Okay, we’re done! Oh wait, what about the “other” switches (Gulp!)

OTHER SWITCHES

Using the above logic and reasoning, I’ve also adding some items to the panel.

These items include:

• Smoke System (with LED indicated “pump on”)
• Copilot stick switches enable
• Interior light dimmers
• 12V power (maybe USB power, maybe both)
• Eyeball vents
• Cabin heat Knob
• Seat heat switches

The remote setting on the smoke switch will allow a stick-mounted switch to operate smoke. This will be an “enable” switch on the panel, and a push-ON-push-OFF switch on the stick.

The courtesy light dimmer will be on the hot battery bus and will power the footwell and baggage areas. I want to be able to walk up to the plane and turn these on to load baggage and get in the airplane without turning on the master.
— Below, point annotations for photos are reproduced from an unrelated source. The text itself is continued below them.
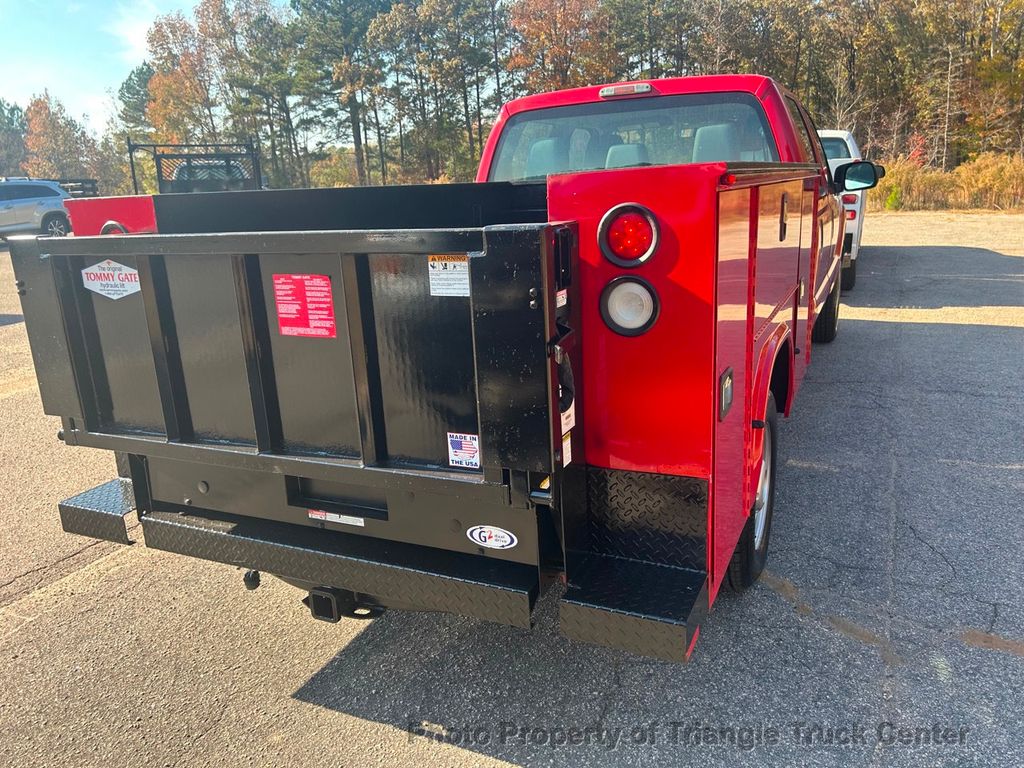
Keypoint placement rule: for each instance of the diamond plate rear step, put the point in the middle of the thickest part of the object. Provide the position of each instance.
(100, 512)
(650, 609)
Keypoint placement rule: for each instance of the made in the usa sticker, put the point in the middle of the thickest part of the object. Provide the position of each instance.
(464, 450)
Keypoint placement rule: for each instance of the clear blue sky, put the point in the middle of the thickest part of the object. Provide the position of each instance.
(80, 50)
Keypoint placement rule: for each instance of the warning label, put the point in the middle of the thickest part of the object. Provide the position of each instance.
(449, 274)
(111, 280)
(305, 305)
Eyeball vent (fresh air), Cabin Heat and Seat Heat for each seat will be on the outer edges of the instrument panel.

STICK-MOUNTED SWITCHES

Looking at Stick switches, I blatantly stole this from Infinity Aerospace:

Typical Stick Grip Switch Combinations for Aircraft WITH Electric Flaps AND Autopilot:

• (thumb operated 4-way switch via China Hat) — Pitch and Roll Trim
• (index finger) — Push-to-talk
• (top – thumb side) — Flaps – (ON)/OFF/(ON).
• (half way down, thumb side) — Auto Pilot Disconnect (Normally Open push-button (8632 N.O.))
• (pinky switch) — Smoke ON.
• (top – knuckle side) — Engine Start Normally Open (8632 N.O.) push-button

Layout:

So where do we put these switches? Originally, I was thinking about a dual-giant-display layout. That looked cool, but recently I got to sit in an actual RV-8 while thinking about reachability and ergonomics.

The bottom line is that two big garmin screens is overkill. I should really do just one. Also, I think the switches at the bottom of the center instrument panel is going to be best, and also alleviates a alot of the right-hand left hand shenanigans.

So now I’m back to this single-display scheme, with all the switches along the bottom edge.